Enhancing and Converting the Conceptual Model
Having completed all the reverse engineering and data analysis to obtain the conceptual data model, one can commence with the ontological analysis. For instance, whilst improving the conceptual data model, one could add a section of another ontology for use or interoperability, alike the GO, improve on the naming and meaning of the relationships as perhaps some of them have the same meaning as those in a foundational ontology, add constraints (notably: disjointness), and so forth. Subsequently, it will have to be converted to a suitable logic.
There are several tools that convert a conceptual model, especially UML Class Diagrams, into OWL, but they have only partial coverage and its algorithms are unclear; for instance, on how one should transform ternaries and what to do with the attributes (recall Section 6.1: Foundational Ontologies "Typical Content of a Foundational Ontology").
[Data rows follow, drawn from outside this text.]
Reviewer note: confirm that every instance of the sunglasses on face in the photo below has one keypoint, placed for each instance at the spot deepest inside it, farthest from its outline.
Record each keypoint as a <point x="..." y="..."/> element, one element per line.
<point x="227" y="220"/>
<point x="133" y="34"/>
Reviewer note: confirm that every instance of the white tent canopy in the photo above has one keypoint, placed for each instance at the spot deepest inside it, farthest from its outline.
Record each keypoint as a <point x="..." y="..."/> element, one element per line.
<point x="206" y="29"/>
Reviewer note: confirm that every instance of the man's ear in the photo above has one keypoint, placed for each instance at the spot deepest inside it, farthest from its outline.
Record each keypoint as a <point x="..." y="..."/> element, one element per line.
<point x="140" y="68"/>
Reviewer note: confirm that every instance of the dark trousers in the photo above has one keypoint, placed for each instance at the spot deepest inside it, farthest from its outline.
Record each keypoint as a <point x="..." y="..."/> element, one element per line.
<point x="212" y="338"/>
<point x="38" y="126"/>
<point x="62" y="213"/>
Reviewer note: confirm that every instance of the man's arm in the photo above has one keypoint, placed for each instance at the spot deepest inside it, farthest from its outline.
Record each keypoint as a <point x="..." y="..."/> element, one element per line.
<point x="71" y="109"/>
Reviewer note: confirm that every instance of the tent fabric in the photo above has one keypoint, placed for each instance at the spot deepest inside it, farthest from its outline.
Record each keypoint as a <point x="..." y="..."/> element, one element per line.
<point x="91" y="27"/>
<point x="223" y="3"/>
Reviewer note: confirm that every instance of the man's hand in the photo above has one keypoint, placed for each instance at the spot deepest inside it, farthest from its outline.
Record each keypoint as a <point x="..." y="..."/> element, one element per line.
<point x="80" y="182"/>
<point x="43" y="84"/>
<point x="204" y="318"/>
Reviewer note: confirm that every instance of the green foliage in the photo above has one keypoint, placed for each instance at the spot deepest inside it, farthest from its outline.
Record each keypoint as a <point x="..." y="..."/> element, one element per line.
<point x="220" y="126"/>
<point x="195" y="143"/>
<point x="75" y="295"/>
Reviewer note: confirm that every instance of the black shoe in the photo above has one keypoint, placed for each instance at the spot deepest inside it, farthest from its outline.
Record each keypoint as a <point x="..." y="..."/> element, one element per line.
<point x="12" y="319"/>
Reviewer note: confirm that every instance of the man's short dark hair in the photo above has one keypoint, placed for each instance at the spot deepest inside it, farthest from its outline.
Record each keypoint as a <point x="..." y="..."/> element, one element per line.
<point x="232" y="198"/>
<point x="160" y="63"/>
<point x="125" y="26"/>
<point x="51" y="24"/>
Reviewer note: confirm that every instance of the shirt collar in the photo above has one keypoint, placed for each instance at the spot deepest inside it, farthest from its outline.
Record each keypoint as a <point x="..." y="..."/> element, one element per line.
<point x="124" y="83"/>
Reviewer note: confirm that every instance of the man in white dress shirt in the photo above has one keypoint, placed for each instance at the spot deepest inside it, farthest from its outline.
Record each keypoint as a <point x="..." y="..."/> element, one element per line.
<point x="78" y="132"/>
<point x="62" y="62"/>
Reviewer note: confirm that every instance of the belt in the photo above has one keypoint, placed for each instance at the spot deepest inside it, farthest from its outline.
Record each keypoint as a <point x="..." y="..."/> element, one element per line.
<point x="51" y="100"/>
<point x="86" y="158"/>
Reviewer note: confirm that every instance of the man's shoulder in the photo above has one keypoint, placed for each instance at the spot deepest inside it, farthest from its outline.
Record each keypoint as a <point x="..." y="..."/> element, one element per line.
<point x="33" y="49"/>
In addition, they work only with a subset of UML diagrams due to the differences in UML tool implementations (which is due to ambiguity emanating from the OMG standard and differences across versions); hence, a careful post-transformation analysis will have to be carried out.
One also could switch these steps by first converting a schema to OWL and then perform the ontological analysis.
Other Languages and OWL
Imperfect transformations from other languages, such as the common OBO format [GH07, HOD+10] and a pure frames-based approach [ZBG06], are available, which also describe the challenges to create them.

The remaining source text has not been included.